“Hai mai sognato di avere una versione migliore di te?”

Presentato in concorso alla 77a edizione del Festival di Cannes dove ha vinto il Prix du Scénario, The Substance segna il ritorno dietro la macchina da presa – dopo sette anni dal suo primo lungometraggio, Revenge (2017) – di Coralie Fargeat. E che ritorno, signori miei. Che ritorno.


Elizabeth (Demi Moore) è un’attrice in declino ormai reclusa ad un network dedicato a programmi di fitness. La sua vita ormai ruota intorno a questo, non ha famiglia né amici, la pubblicità di “the substance” è il primo appiglio di speranza. Si tratta di una che promette di creare una versione migliore di noi stessi, più giovane e bella. Una volta assunta, dalla sua schiena squarciata esce Sue (Margaret Qualley), il suo alterego giovane e semplicemente… perfetto.

Le due versioni si alternano ogni sette giorni e devono coesistere in maniera equilibrata ricordando costantemente che esiste sempre e solo un noi: l’uso del siero verde fluo (un po’ brat) ha delle regole da rispettare per evitare di incorrere in spiacevoli controindicazioni.

Il corpo femminile sempre perfetto, tonico e prestante al servizio degli uomini, il branco a capo del network televisivo. Glutei, seno, labbra carnose e cosce in vista: perché alla fine questo siamo ai loro occhi, dei pezzi di carne. E alle donne non si perdona che invecchino. Non è permesso. Elizabeth insegue degli standard di bellezza malsani e irraggiungibili. E Coralie Fargeat – come in Revenge (2017) – ribalta il concetto di male gaze: noi vediamo tutto ciò che compiace l’uomo pur percependo quel senso di disagio che quegli sguardi non richiesti trasmettono.

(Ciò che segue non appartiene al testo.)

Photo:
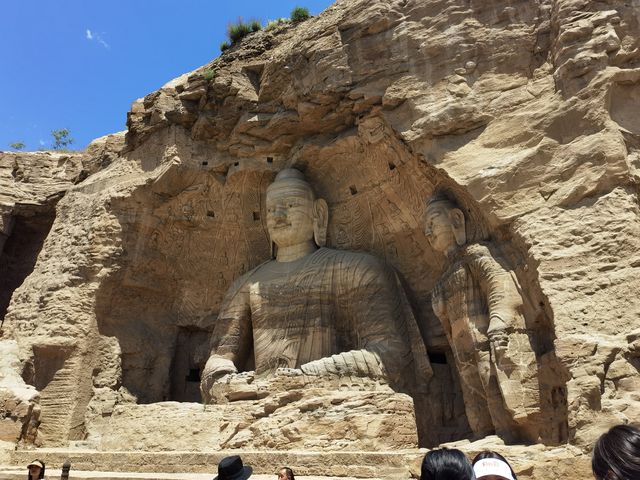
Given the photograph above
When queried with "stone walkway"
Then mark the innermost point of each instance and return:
(13, 473)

È monumentale il lavoro sul sonoro, in cui c’è un’enfasi particolare sul ripugnante. Liquidi corporei, vomito, sangue che sgorga, ma anche il rumore del cibo mangiato a 2 cm dalla macchina da presa da Dennis Quaid. È disgustoso. Tutto questo che si contrappone a quella patinatura da polvere di stelle che la sostanza finge di promettere. Perché alla fine tutto è momentaneo e per quanto Sue voglia prevalere su Elizabeth e godersi la sua serata da “principessa del ballo” deve svegliarsi dal sogno e rendersi conto di non essere in Cenerentola, ma in Carrie (1976). Più si va avanti più la perfezione va scemando, lasciando spazio ai corpi putrefatti e deformi. Bisogna scendere a patti col fatto che tutti invecchiamo.

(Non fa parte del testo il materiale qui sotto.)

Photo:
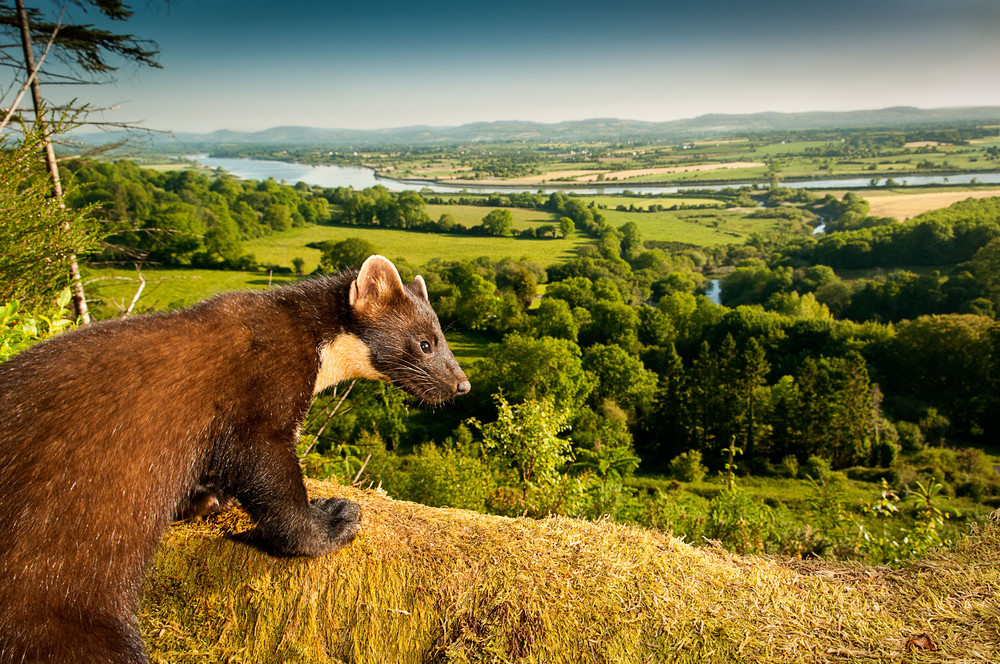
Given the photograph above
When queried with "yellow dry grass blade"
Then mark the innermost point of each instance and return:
(440, 585)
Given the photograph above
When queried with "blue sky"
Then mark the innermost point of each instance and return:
(250, 65)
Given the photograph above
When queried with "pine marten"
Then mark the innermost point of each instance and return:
(110, 430)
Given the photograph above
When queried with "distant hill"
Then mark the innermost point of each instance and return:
(598, 129)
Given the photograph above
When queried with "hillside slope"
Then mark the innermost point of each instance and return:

C’è un’attenzione quasi maniacale per i dettagli, a partire dalla scenografia, i cui ambienti minimal e dai colori accesi e in palette sono – fra i tanti riferimenti – un palese omaggio a Shining (1980) di Kubrick. E a proposito di dettagli, la Fargeat riprende degli stilemi a cui già ci aveva abituati in Revenge (2017), come i close-up sugli insetti, nel primo la formica adagiata sulle macchie di sangue, la mosca che ronza intorno al cibo in The Substance e ricorda anche che solitamente svolazza intorno a ciò che è in putrefazione. E poi l’orecchino a forma di stella, che è un po’ il suo brand.

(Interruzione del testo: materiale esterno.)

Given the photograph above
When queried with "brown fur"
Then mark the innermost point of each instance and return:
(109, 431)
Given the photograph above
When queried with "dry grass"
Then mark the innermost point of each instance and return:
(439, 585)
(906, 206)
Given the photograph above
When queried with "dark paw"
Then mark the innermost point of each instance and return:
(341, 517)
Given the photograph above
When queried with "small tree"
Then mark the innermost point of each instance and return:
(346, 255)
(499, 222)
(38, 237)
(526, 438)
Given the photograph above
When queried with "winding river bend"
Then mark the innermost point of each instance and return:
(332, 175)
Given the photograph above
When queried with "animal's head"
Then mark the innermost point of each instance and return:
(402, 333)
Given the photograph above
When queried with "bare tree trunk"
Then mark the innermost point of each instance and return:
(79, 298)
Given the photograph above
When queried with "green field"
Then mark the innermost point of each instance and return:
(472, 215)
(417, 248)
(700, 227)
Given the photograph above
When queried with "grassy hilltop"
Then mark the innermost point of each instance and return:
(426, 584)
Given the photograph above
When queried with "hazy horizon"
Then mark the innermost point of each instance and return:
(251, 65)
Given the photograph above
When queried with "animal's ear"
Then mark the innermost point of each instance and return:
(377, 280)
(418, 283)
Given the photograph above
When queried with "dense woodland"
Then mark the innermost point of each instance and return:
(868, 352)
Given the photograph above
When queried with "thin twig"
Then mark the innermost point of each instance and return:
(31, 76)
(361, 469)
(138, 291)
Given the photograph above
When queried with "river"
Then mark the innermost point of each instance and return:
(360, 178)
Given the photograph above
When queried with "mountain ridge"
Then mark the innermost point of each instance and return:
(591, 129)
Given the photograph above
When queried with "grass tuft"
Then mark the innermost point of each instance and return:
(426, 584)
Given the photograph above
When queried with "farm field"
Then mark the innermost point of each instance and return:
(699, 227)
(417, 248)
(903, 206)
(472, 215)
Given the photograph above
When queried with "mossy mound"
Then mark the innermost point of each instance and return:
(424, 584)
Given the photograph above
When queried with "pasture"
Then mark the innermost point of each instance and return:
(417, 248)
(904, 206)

The Substance è un po’ il mio Joker: Folie à deux (2024), dove Demi Moore e Margaret Qualley convivono in una simbiosi completamente equilibrata. La Moore – come Nicole Kidman in Babygirl (2024) – si mette in gioco prestando il suo corpo e le sue insicurezze al servizio della storia, è strabiliante. Così come la Qualley è una certezza.

Pop, grottesco, gore, splatter, a tratti ironico, che strizza l’occhio a padre Cronenberg e a Death Becomes Her (1992), The Substance è body horror, ma anche un manifesto femminista, scritto e realizzato da una delle più grandi menti nel panorama cinematografico attuale: Coralie Fargeat.

Dal 18 ottobre inizieranno delle proiezioni in anteprima per tutta Italia. L’uscita ufficiale nelle nostre sale è il 30 ottobre. Sarà un’esperienza indimenticabile.